Volume 50 - Article 3 | Pages 101–114  

Leaving and returning to the parental home during COVID times in France, Italy, Germany, Spain, and the United Kingdom

By Francesca Luppi, Alessandro Rosina, Emiliano Sironi


Background: During the first year of the COVID pandemic, many European young adults abandoned or delayed their plans to achieve housing autonomy, especially those facing vulnerable employment conditions and in contexts with limited welfare state provision for the young population.

Objective: The present study contributes to this body of knowledge by examining plans and behaviours associated with leaving the parental home among young individuals (aged 18 to 34) in five European countries, more than one year after the onset of the epidemic at the beginning of 2020.

Methods: Drawing on data from two waves of a cross-sectional survey conducted in May and November 2021 as part of the Youth Project, we investigate the various ways in which the living arrangements of young individuals, such as exiting or returning to the parental home, have evolved in response to the pandemic, in alignment with or in contrast to their pre-pandemic intentions. To achieve this, we employ both multinomial and logit models.
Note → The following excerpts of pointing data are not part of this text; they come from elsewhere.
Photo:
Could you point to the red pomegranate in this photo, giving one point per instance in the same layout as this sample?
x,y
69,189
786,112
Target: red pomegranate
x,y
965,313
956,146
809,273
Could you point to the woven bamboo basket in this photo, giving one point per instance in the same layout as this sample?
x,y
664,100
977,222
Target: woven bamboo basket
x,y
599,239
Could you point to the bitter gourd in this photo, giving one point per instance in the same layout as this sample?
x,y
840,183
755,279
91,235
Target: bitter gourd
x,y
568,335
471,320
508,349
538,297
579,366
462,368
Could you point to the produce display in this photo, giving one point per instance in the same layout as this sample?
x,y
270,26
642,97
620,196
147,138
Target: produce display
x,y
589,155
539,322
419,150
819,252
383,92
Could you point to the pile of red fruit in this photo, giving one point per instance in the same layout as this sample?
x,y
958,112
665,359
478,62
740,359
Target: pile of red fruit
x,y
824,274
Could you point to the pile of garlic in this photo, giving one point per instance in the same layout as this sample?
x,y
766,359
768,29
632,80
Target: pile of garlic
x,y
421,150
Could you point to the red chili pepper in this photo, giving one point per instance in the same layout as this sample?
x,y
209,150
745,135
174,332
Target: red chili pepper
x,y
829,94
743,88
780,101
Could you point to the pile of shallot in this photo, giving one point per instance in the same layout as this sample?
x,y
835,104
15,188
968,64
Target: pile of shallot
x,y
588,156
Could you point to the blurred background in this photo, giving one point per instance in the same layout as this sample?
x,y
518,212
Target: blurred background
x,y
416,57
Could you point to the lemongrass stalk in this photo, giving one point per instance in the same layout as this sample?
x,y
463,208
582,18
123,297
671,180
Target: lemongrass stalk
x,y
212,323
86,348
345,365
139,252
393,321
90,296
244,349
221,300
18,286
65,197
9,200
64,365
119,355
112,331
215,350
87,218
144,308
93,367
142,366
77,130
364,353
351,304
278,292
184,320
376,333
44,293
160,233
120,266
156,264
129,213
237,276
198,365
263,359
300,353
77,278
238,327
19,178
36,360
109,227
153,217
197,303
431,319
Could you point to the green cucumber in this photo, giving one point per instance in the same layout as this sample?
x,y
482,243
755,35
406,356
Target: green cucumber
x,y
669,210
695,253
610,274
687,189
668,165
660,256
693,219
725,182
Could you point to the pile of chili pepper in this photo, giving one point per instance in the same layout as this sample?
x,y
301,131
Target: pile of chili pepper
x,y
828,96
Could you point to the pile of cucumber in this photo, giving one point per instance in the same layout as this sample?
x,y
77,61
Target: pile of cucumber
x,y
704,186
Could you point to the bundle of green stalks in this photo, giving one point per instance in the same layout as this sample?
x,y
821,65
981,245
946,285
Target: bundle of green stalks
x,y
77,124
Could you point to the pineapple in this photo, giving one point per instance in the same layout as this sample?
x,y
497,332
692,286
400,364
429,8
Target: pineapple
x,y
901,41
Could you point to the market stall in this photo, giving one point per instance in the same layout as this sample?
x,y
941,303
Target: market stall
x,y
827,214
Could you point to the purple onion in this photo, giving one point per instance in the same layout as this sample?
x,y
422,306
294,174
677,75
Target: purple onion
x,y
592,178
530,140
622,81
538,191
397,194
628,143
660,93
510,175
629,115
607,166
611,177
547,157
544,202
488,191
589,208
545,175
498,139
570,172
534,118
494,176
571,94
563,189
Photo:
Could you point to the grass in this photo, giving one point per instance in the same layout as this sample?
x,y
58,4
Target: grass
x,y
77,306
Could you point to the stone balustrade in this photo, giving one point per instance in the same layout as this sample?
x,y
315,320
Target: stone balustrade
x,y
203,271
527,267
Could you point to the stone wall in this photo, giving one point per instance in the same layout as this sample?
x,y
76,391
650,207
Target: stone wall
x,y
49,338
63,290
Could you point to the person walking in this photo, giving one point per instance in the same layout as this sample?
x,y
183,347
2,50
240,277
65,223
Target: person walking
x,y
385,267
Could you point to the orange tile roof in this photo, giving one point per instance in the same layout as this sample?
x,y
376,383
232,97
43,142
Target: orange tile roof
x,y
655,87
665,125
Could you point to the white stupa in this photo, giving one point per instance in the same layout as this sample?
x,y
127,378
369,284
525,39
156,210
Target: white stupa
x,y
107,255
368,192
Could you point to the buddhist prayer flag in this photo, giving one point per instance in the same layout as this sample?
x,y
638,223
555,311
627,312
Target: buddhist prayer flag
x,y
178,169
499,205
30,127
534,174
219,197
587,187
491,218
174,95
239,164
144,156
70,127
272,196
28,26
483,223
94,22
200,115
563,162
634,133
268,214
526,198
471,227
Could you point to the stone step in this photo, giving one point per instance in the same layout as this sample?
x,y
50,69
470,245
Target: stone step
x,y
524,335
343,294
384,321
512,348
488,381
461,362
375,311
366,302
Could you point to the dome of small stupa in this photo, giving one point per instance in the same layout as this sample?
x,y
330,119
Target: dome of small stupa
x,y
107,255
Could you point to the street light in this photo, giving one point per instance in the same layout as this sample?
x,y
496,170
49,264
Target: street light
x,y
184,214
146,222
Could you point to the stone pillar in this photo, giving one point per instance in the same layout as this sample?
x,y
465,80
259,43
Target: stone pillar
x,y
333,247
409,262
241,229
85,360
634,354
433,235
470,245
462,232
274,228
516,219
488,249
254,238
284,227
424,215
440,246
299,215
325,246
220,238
Results: We find that the subjective perception of economic vulnerability during the ongoing recession continues to have a negative impact on the intention to obtain or maintain housing autonomy, especially in Italy and Spain.

Contribution: We demonstrate a persistent disadvantage in achieving housing autonomy during the COVID era among young people in Italy and Spain, and to a lesser extent in the United Kingdom, compared to their German and French counterparts. Our results, based on both intentions and behaviours, are more robust than those in previous studies. Additionally, we explore ‘boomerang’ trajectories, i.e., instances of returning to the parental home during the crisis.